On Nov 26, The New York Times reported that NYU will once again recognize the graduate assistants' union. The voting was scheduled to take place this week, but a search of press releases shows no results yet as to the outcome. Excerpt below, emphasis mine.
Some 1,200 graduate assistants at N.Y.U. and the Polytechnic Institute of N.Y.U. in Brooklyn are scheduled to vote on Dec. 10 and 11 on whether to join the union...
An issue that had long prevented agreement between N.Y.U. and the union was whether graduate research assistants in the natural or physical sciences could be included in the union. The university argued that the research those assistants did was an essential part of their academic training, and should not be viewed as employment. In their statement, the union and N.Y.U. acknowledged that they had not resolved their differences over whether the 275 graduate research assistants in the so-called hard sciences had bargaining rights. They will therefore not be included in the union.NYU's claim that the work (they called it "work") their research assistants do is part of their training, they are acknowledging it is, indeed, work. As with the recent unpaid intern cases, some will argue that this is not valuable enough to be compensated and the benefit of it mostly accrues to the employee/intern/assistant but, if their labor is truly of so little use, maybe they should be free to apply those resources elsewhere.
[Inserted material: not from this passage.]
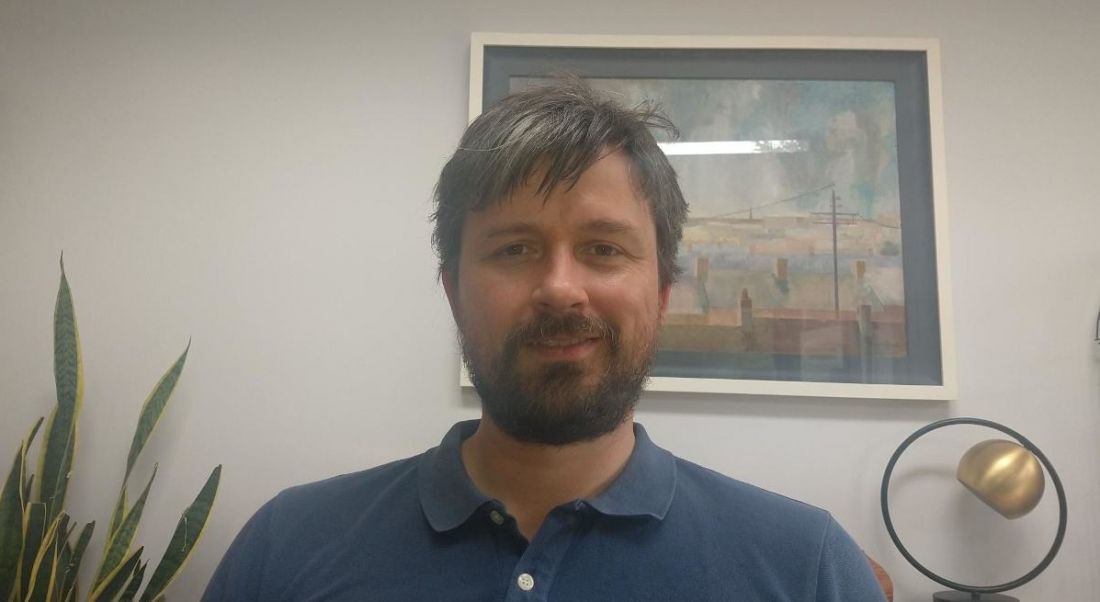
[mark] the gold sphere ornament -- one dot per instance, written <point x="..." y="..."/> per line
<point x="1004" y="475"/>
Like in the intern cases, the labor slack as a result of the financial crisis created a large number of people who wanted work and were willing to sacrifice wages in the hopes that experience would be worth something and make it easier to find a paying job in the future. This shift right in the labor supply curve would have led to lower clearing price for labor, the evidence of which is everywhere. Whether this was unfairly exploited or not is up for the judges to decide, but what seems self-evident to me is that the trough in the bargaining power of labor is behind us and, as a result, the labor consumer surplus--in the neoclassical sense. remember, employers are consumers of labor--is about to be redistributed.
At the risk of oversimplifying, but in the interest of avoiding a black-hole, I will skip discussion of dead-weight losses, the welfare state and heterodox theories of economic surplus, and simply say this: If you believe any of the following:
- welfare initiatives like the Earned Income Tax Credit subsidize low salaries leading to a higher quantity of labor supplied at a point below the incentive-free equilibrium
- price elasticity of supply of labor flattens significantly on the left side (positive first derivative)
- some people will agree to work for less to build a resume or gain experience
The corporate rent-seekers masquerading as capitalists will argue the corporate sector will simply not hire or invest if faced with rapidly declining margins or increasing costs at the margin, but the truth is that almost 3 decades where productivity gains have disproportionally accrued to capital and record-high profit margins mean that the ability of capital to bring a credible bluff is just about non-existent. This trend is going to be with us for a long, long time.
UPDATE: The NYU vote was overwhelmingly for organization and both parties expect to have completed a contract by the end of the academic year.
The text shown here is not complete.